1tbsp finely chopped coriander, plus extra to garnish

I love the fresh zingy flavours of this dish! Coriander, prawn and lime is a match made in heaven. The creamy avocado and crunchy tortilla are a perfect supporting act for the show-stopping prawns. All the elements can be made in advance, quickly assembled just before your guests arrive.

  1. Mix the garlic, chilli, sugar, red onion and the juice of a lime, add the prawns then cover and chill for 3 hours, or ideally overnight.
  2. For the tortillas: Preheat the oven to 180°C. Brush a baking sheet with olive oil. Using a pastry cutter, stamp about 24 circles of approx 2cm from the tortillas. Place on the prepared baking sheet and brush with the oil. Bake for 8-10 minutes, or until crisp and lightly golden. Remove from the oven and pop on a baking rack to cool (this can be done the day before and stored in an airtight container).

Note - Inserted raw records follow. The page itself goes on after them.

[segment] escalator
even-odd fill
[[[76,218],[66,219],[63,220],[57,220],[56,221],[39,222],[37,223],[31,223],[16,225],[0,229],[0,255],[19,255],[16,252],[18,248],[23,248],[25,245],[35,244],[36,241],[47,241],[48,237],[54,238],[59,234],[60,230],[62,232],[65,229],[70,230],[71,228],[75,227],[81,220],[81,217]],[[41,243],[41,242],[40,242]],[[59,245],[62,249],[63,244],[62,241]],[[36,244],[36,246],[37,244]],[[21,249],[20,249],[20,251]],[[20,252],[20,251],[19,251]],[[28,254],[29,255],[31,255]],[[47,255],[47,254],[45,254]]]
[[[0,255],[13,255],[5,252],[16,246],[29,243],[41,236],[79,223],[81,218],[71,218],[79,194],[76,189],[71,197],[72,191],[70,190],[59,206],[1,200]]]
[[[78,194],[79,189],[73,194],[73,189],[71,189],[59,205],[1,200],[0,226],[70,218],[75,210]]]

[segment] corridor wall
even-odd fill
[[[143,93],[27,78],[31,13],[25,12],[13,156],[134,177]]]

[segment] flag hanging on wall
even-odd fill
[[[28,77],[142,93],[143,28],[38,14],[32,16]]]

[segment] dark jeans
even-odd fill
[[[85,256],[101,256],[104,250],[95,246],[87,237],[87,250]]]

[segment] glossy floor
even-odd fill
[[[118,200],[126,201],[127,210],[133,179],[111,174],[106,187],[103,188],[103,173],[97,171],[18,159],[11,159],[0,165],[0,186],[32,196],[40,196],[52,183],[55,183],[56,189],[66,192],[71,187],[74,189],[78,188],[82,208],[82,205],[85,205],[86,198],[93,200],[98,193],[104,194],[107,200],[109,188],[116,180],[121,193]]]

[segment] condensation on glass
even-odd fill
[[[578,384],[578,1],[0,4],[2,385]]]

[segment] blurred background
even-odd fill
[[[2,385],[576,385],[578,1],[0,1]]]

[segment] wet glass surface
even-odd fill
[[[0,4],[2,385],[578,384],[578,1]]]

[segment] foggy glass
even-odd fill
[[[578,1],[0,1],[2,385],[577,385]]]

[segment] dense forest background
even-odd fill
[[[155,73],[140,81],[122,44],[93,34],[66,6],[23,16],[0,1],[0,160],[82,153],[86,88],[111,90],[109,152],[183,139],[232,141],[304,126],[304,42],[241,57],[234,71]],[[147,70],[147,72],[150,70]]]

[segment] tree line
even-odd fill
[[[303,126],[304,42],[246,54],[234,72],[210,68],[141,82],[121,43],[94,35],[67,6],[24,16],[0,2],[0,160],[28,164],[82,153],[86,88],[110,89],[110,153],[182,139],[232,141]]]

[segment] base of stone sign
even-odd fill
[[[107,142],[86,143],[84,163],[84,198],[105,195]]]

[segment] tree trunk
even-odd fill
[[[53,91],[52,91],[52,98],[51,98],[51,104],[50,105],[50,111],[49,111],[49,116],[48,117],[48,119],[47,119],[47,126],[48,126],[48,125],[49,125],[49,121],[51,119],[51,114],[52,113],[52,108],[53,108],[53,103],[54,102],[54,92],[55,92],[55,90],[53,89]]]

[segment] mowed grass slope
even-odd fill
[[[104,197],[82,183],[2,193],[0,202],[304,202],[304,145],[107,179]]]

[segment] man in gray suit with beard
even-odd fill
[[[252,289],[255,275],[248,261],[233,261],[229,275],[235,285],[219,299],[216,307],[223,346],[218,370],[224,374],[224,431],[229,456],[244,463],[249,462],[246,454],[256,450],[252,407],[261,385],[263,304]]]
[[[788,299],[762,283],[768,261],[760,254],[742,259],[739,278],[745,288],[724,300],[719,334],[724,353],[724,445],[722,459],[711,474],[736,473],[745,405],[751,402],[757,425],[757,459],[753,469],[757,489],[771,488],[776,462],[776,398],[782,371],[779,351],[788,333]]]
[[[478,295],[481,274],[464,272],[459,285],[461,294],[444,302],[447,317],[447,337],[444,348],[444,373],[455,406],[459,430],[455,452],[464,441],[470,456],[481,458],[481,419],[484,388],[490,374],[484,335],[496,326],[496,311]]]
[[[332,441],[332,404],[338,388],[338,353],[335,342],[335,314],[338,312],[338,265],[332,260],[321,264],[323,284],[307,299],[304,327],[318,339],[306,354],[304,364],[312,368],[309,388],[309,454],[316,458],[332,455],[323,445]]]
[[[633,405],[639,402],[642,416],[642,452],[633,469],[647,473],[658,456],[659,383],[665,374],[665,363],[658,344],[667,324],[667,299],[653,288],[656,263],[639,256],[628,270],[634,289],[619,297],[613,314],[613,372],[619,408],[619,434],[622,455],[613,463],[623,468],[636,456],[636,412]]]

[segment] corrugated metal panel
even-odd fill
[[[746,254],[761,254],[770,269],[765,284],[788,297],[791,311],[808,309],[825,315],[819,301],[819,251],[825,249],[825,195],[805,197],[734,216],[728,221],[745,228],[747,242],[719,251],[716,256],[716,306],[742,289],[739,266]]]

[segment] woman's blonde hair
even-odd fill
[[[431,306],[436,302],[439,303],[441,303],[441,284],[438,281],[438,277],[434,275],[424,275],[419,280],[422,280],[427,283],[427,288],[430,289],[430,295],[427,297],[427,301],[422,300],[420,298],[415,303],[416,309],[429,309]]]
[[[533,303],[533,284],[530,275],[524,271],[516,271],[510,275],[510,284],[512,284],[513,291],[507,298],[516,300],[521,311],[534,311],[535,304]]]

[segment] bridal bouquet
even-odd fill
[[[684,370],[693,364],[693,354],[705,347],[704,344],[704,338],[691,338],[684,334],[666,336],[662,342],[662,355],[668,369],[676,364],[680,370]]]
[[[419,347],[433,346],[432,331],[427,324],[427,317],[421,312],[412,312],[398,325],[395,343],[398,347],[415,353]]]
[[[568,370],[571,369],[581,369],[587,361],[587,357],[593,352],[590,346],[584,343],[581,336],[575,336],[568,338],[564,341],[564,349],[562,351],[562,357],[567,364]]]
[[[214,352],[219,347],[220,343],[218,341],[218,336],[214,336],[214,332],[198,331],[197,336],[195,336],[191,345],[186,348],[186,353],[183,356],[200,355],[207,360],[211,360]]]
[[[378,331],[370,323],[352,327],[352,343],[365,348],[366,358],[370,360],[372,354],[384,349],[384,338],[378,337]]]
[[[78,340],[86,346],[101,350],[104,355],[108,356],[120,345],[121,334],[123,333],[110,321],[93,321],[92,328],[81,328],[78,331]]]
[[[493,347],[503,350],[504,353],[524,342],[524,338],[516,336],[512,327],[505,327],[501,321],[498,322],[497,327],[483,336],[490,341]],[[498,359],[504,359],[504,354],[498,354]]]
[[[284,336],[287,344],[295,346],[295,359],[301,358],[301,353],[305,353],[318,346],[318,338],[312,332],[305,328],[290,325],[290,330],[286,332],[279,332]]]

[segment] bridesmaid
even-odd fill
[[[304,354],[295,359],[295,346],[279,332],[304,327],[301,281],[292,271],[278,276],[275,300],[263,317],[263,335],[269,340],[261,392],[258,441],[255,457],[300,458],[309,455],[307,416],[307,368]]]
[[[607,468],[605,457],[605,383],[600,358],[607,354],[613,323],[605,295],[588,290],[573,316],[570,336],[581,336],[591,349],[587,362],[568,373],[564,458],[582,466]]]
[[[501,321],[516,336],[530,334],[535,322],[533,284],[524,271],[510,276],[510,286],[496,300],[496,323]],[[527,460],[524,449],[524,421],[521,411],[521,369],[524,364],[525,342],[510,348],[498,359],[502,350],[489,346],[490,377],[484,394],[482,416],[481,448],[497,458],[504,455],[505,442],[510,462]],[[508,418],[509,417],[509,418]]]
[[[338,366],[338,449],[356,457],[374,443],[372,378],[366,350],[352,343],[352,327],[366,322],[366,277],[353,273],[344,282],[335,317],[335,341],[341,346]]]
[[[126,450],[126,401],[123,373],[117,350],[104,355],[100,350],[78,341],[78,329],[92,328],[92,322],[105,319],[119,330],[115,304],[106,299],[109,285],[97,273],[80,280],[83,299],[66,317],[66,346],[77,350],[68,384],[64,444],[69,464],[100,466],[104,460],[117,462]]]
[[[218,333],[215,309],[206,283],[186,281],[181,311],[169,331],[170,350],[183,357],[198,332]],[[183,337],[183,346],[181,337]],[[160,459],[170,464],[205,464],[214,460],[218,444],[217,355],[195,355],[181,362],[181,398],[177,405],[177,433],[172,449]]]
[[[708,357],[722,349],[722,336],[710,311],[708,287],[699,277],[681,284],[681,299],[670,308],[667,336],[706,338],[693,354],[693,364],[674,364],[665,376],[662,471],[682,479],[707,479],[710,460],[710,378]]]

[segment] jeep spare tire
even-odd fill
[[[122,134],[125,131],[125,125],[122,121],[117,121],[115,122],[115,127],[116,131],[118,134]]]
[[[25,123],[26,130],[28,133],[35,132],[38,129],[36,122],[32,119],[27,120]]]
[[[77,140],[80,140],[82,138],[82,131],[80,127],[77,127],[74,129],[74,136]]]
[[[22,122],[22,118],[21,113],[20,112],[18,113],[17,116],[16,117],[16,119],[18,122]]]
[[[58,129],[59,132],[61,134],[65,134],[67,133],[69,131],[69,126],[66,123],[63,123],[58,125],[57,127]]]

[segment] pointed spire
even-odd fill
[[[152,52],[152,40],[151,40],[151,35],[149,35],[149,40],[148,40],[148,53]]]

  3. Using a spoon, scoop out the flesh of the avocado and squash with a fork, season to taste.
  4. Just before serving, season the marinated prawns and mix in chopped coriander.
  5. Up to 30 mins before serving, assemble the tortillas by spreading a teaspoon of the avocado mixture on each base, then top each with a prawn or two. Give it all a good squeeze of lime! Garnish with a sprig of coriander and serve.